Autres infections et risques généraux associés à
la réutilisation des aiguilles et des seringues
La
réutilisation de seringues non stériles peut également être facteur
d’infections bactériennes avec des conséquences potentiellement sérieuses
(abcès, endocardites, septicémies). La plupart de ces bactéries proviennent de
la peau ou de la salive des usagers eux même. Des infections fongiques peuvent
aussi être transmises quand une personne lèche l’aiguille avant injection
(Gambott et al., 2006).
Quand les
seringues ou les aiguilles sont réutilisées, l’aiguille s’émousse et peut
endommager la peau et les veines, ce qui augmente le risque d’infections
(Kaushik et al.,2001)
Figure 1.
De gauche à droite, une nouvelle seringue et une
seringue qui a été utilisée 6 fois
En général, même avec un
équipement adéquat et une hygiène optimale, l’injection n’est jamais sans
risque. En plus des dommages pouvant être causés par les drogues, excipients et
blessures, l’injection mène souvent à une détérioration de l’état des veines.

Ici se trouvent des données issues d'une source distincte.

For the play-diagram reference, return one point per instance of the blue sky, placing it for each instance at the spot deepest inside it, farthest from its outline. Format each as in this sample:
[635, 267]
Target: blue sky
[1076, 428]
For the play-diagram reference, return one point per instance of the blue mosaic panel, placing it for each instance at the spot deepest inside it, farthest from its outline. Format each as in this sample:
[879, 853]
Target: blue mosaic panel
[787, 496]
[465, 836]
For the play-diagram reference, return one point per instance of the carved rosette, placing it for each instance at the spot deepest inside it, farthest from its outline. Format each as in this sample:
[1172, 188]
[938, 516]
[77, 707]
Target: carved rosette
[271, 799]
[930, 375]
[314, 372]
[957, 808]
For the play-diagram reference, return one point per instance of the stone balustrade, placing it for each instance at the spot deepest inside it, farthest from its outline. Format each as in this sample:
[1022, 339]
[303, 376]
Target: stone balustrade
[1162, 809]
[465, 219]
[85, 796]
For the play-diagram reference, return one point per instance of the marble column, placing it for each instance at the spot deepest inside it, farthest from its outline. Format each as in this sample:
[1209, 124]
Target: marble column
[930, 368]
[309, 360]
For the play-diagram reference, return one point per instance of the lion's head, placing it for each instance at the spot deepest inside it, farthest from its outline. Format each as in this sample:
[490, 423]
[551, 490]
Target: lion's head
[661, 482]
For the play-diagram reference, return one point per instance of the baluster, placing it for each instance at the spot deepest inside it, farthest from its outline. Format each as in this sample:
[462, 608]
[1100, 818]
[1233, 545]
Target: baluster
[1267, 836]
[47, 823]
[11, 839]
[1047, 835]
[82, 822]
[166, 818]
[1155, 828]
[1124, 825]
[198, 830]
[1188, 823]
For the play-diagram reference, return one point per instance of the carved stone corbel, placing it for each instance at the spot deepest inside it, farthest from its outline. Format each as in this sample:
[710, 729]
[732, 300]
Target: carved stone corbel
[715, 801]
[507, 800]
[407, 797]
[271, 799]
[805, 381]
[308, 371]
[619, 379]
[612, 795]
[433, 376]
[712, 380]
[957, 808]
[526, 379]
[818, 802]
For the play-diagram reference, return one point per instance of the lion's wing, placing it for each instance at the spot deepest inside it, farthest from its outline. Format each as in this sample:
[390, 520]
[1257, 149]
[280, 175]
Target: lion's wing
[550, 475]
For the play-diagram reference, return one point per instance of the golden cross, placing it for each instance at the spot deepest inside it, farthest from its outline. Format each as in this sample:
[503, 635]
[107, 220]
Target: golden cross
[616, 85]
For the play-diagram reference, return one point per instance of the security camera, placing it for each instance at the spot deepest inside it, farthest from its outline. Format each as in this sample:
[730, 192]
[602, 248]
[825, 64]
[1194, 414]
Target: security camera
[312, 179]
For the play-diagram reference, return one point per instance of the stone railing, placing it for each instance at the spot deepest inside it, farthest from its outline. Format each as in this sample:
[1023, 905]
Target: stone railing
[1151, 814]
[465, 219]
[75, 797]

Beaucoup d’usagers de drogues injectables rencontrent des difficultés à
s’injecter, souffrent d’hématomes ou de thromboses (Cadet Taïrou et al., 2008;
Salmon et al., 2009).
Recommandations
Pour réduire le risque de
transmission ou de contamination, chaque injection devrait être faite avec une
seringue stérile. Des seringues stériles devraient être distribuées dans les
quantités demandées par les usagers, et ce sans limite de nombre
Idéalement, le nombre de seringues
distribuées devrait couvrir plus de 100%
des besoins journaliers (les seringues peuvent être perdues ou confisquées et
certains usagers ont besoin de plus d’une seringue pour trouver une veine)
Ne forcez pas les usagers à
rapporter leurs aiguilles, mais encouragez cette pratique et mettez au point
des services d’échange de seringues dans des endroits appropriés avec des
heures d’ouvertures adaptées aux usagers.
Les procédures de nettoyage
des seringues peuvent réduire le nombre de pathogènes et de virus mais ne
peuvent pas complètement les éliminer
Il est nécessaire de
fournir des aiguilles et des seringues dans la taille et le volume demandé par
les usagers pour éviter de perdre contact avec eux. Cependant il ne faut pas
pour autant renoncer à les informer des méthodes les moins risquées
Il faut encourager les
usagers à utiliser quand c’est possible des seringues à espace mort faible et
fournir des informations et des services de réduction des risques (assistance
sociale, légale, sanitaire…)
Enfin, mettez à disposition
du matériel de réduction des risques autre que des aiguilles et des seringues,
comme des récipients de chauffe stériles, des filtres, des acidifiants, de
l’eau pour préparation injectable, des tampons alcools, des préservatifs etc.